3In dem angefochtenen Beschluß ist zutreffend dargelegt worden, daß nicht mit der für die Erhebung einer Vorausleistung auf den Kanalanschlußbeitrag vorauszusetzenden hinreichenden Wahrscheinlichkeit zu erwarten ist, daß das veranlagte Grundstück des Antragstellers der Beitragspflicht gemäß § 2 der Beitrags- und Gebührensatzung zur Entwässerung der Gemeinde vom 24. Juni 1981 in der Fassung der 7. Änderungssatzung vom 8. August 1991 (BSG) unterliegen wird. Nach dieser Regelung ist ein Grundstück nur dann beitragspflichtig, wenn eine bauliche oder gewerbliche Nutzung festgesetzt ist (Abs. 1 a) oder wenn es nach der Verkehrsauffassung Bauland darstellt (Abs. 1 b); sind beide Voraussetzungen nicht erfüllt, so ist das Grundstück dann beitragspflichtig, wenn es tatsächlich an die Abwasseranlage angeschlossen ist (Abs. 2). Keine dieser Voraussetzungen für die Entstehung einer Beitragspflicht kann hier zugrundegelegt werden.

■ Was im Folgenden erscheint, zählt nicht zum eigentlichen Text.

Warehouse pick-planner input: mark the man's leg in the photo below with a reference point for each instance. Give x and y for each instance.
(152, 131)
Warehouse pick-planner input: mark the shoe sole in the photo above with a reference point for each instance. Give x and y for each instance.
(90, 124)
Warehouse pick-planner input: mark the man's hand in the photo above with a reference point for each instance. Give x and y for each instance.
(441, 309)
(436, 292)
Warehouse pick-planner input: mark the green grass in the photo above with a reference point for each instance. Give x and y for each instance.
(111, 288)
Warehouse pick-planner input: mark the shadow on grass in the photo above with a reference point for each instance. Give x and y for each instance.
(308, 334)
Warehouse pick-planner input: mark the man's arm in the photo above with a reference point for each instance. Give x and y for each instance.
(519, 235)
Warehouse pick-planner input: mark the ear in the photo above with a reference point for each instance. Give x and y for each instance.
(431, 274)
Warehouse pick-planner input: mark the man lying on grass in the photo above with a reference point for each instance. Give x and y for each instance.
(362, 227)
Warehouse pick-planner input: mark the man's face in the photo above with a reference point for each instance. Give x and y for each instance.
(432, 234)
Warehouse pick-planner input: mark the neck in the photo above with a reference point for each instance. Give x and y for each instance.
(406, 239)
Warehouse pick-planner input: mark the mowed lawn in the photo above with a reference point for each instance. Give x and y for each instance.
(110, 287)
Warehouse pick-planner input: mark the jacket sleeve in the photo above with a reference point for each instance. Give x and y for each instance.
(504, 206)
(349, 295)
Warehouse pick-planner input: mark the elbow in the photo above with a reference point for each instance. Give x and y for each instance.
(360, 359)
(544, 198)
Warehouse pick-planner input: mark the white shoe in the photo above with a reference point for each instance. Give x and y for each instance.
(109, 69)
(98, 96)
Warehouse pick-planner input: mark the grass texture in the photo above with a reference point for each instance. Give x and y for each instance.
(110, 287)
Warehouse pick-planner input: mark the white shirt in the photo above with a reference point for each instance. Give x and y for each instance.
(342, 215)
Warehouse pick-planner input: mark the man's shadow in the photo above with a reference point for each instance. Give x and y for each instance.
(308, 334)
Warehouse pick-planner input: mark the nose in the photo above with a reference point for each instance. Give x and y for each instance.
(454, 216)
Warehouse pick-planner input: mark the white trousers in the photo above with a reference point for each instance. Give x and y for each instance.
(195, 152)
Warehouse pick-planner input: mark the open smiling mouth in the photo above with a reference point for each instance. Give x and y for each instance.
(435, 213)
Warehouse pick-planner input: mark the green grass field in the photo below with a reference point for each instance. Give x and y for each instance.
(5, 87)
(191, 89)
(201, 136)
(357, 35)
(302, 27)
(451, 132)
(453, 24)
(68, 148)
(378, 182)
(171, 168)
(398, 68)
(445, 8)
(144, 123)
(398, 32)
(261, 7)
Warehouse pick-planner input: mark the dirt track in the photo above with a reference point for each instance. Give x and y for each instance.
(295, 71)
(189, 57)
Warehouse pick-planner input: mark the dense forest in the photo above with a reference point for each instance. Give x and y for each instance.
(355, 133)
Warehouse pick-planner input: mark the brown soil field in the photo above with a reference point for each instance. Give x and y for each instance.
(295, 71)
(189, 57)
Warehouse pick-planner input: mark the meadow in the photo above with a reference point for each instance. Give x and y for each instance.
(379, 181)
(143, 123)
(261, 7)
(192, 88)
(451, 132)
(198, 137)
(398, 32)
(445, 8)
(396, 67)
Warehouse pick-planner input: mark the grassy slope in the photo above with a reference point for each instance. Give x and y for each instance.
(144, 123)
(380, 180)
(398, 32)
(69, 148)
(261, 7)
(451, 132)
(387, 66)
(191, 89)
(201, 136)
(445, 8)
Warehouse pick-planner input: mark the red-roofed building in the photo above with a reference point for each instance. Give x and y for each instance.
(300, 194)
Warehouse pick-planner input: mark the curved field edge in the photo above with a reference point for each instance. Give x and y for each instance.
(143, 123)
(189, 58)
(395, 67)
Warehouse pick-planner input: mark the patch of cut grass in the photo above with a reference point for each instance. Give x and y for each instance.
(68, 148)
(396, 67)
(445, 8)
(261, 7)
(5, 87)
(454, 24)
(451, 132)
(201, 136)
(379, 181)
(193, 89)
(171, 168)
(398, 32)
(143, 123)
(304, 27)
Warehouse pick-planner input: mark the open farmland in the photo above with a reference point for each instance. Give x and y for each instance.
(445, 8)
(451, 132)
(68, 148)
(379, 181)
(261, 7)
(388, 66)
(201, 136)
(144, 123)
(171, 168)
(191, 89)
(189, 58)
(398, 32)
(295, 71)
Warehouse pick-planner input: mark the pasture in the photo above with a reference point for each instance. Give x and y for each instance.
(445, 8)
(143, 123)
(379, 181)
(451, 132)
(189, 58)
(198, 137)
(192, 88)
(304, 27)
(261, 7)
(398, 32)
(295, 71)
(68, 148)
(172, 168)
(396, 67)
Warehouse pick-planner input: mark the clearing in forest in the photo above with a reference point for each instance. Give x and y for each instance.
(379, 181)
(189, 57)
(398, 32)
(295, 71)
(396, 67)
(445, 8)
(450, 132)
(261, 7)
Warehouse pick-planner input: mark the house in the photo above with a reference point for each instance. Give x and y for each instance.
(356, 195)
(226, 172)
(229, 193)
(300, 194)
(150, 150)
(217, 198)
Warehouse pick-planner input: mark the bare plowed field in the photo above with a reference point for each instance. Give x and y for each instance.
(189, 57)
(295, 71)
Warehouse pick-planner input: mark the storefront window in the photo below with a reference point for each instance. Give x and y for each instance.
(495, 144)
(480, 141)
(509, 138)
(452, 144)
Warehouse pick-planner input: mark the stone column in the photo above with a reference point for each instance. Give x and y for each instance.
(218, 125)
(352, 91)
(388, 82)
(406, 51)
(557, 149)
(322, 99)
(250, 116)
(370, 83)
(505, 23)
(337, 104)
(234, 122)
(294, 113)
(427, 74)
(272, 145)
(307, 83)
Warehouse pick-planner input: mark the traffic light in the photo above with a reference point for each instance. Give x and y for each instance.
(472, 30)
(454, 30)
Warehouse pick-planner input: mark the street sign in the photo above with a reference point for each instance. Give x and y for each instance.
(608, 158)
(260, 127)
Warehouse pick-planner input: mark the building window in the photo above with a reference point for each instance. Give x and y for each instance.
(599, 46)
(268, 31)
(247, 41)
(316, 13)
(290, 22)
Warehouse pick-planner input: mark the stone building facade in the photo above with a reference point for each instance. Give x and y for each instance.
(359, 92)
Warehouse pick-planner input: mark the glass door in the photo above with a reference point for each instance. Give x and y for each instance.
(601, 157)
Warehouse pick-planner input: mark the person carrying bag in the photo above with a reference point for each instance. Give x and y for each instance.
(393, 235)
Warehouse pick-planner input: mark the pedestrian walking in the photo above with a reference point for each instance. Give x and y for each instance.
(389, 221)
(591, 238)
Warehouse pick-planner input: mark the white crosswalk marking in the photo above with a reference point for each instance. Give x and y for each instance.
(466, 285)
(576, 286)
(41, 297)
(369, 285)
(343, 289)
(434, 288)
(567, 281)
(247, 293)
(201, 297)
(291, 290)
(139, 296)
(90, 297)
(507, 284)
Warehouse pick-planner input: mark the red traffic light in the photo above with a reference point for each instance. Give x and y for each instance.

4Das veranlagte Grundstück liegt nicht im Plangebiet im Sinne des § 2 Abs. 1 a BSG, weil nach, den zutreffenden Ausführungen des Verwaltungsgerichts von der Unwirksamkeit des Bebauungsplans Nr. 21 " " der Gemeinde auszugehen ist. Bebauungspläne unterliegen entgegen der Auffassung des Antragsgegners auch im beitragsrechtlichen gerichtlichen Verfahren der Inzidentüberprüfung.
5Vgl. OVG NW, Urteil vom 30. August 1989 - 3 A 2051/87 -, NVwZ 1990, 794; Urteil vom 31. Mai 1990 - 3 A 883/90 -, NWVB1 1991, 56, m.w.N..
6Deshalb hat das Verwaltungsgericht zutreffend darauf abgestellt, daß dem genannten Bebauungsplan eine selbständige Begründung im Sinne des § 9 Abs. 6 des Bundesbaugesetzes - BBauG 1960 - nicht beigefügt war und daß dieser Mangel zur Unwirksamkeit des Planes führt. Der Antragsgegner wendet hiergegen zu Unrecht ein, daß das Fehlen einer Begründung gemäß § 215 Abs. 1 Nr. 1 des Baugesetzbuches - BauGB - nur bei fristgerechter Rüge zur Unwirksamkeit führe. Hierbei bleibt außer Betracht, daß die genannte Vorschrift gemäß § 244 Abs. 1 BauGB auf Satzungen, die vor dem 1. Juli 1987 bekanntgemacht worden sind, und demzufolge auch auf den hier in Rede stehenden Bebauungsplan keine Anwendung findet.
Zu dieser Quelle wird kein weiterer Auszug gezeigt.